About three weeks ago, county police Officer Roger Crawford was patrolling in Odenton when he saw a youth coming out of a liquor store with a keg of beer.
The officer stopped the car after it made an illegal U-turn on Route 175. The driver admitted to being under 21, surrendered the keg and the bottle of whiskey he was carrying, then led the officer to an Odenton home where a party had been planned. About 25 people were arrested at the house, police said.
Maj. William Donoho recounted the incident yesterday at a county seminar on drug and alcohol abuse to highlight the importance of "keeping your eyes and ears open."
Donoho said the officer was on the street as part of Operation SAFE, a program aimed at preventing drug-related highway fatalities during the spring prom and graduation seasons, when teen-age drinking is traditionally at its peak.
In that case, the officer was fortunate enough to be in the right place at the right time to see the violation, Donoho said. In many other cases, police must rely on help from the communities they serve.
"We cannot enforce drug and alcohol problems away," Donoho said. "We need to work with communities."
Donoho's comments came yesterday at a "drug and alcohol summit" at Anne Arundel Community College that focused on the need to work with communities.
The event, sponsored by the county Health Department, brought together police and health officials, as well as social workers, ministers and personnel supervisors, to discuss the issue. It comes two weeks after a independent report that identified alcohol as the "dominant" substance-abuse problem in the county and said only one in three people in need of treatment are receiving it. The $132,000 report served as a focus of yesterday's event.

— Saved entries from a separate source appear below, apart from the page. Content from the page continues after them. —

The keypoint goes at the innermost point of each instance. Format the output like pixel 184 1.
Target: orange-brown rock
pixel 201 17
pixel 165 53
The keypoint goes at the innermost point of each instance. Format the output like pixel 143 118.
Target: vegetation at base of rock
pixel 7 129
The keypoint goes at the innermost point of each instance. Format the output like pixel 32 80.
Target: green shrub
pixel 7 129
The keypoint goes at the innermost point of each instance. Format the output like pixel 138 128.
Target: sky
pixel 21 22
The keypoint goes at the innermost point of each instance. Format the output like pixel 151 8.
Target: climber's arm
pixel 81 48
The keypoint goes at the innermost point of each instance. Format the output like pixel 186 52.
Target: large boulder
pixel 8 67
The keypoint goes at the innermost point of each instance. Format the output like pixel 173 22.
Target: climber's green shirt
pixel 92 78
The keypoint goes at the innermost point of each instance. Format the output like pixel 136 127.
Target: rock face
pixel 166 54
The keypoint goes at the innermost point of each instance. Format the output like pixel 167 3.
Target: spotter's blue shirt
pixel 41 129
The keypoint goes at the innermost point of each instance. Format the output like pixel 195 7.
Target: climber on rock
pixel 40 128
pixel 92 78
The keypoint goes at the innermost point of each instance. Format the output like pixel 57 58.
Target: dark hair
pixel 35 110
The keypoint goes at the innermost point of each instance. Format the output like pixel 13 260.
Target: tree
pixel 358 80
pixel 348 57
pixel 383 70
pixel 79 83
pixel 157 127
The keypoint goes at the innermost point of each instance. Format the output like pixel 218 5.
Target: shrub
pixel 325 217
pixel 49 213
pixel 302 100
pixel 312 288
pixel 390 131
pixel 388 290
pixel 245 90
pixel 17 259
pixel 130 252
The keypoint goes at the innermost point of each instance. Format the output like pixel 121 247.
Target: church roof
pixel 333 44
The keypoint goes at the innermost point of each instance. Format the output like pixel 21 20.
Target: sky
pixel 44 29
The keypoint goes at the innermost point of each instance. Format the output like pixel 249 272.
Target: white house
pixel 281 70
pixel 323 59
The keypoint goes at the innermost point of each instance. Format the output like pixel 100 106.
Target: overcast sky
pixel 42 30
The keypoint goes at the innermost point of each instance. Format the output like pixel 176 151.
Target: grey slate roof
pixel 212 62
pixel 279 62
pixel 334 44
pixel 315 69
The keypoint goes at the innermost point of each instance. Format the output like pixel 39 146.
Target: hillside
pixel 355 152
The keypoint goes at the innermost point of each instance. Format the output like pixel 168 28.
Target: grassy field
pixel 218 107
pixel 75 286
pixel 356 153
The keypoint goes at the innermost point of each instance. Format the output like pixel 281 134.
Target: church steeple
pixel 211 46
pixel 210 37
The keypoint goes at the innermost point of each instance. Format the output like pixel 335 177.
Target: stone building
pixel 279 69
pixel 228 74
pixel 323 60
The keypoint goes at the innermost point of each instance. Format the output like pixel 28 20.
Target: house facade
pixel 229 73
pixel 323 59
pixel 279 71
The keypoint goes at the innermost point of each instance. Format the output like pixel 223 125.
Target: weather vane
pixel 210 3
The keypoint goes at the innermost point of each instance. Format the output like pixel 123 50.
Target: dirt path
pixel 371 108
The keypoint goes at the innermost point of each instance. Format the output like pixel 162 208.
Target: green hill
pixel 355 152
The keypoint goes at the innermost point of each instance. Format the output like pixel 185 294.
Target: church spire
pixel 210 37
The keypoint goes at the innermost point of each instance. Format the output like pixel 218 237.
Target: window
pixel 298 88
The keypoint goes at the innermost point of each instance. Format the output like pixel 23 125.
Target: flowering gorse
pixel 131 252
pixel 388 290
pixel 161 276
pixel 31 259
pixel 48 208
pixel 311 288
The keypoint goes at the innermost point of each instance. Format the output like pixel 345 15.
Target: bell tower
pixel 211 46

Participants heard an address by County Executive Robert R. Neall, then broke into discussion groups of six and eight for two hours of talks about ways to identify and combat drug and alcohol abuse.
Donoho and Capt. Michael Fitzgibbons talked about two police programs, the Drug Abuse Resistance Education, which has put officers in the schools, and Police and Community Together, which has put them in communities.
Social workers and ministers told Deena Goldsmith, a Health Department community resource specialist, that the county lacks both adequate treatment facilities and public transportation for those in need of treatment.
"I came out because I was interested in resources that might be available," said Glendale Johnson, a social worker in a one-year program to combat drug abuse in the Anne Arundel County Housing Authority communities.
Her group drew up a list of treatment facilities, which included North Arundel Hospital, Open Door, Chrysalis House and the Harundale Youth and Family Services Center.
Sharon Hall, who specializes in combating drug abuse in the workplace, distributed a 16-page booklet put together by the Health Department that listed trouble signs of employees with drug problems, and ways to handle workers returning from treatment.
She said random drug testing is a trend among major employers, but that a key to fighting drug abuse lies in providing communities with alternatives.
"We need more mentors in a lot of these communities. A lot of these communities just do not have positive role models."
Among county employees, county Personnel Director Donald Tynes Sr. said 700 police officers, detention center correctional officers, sheriff's deputies and deputy fire marshals are subject to random drug testing.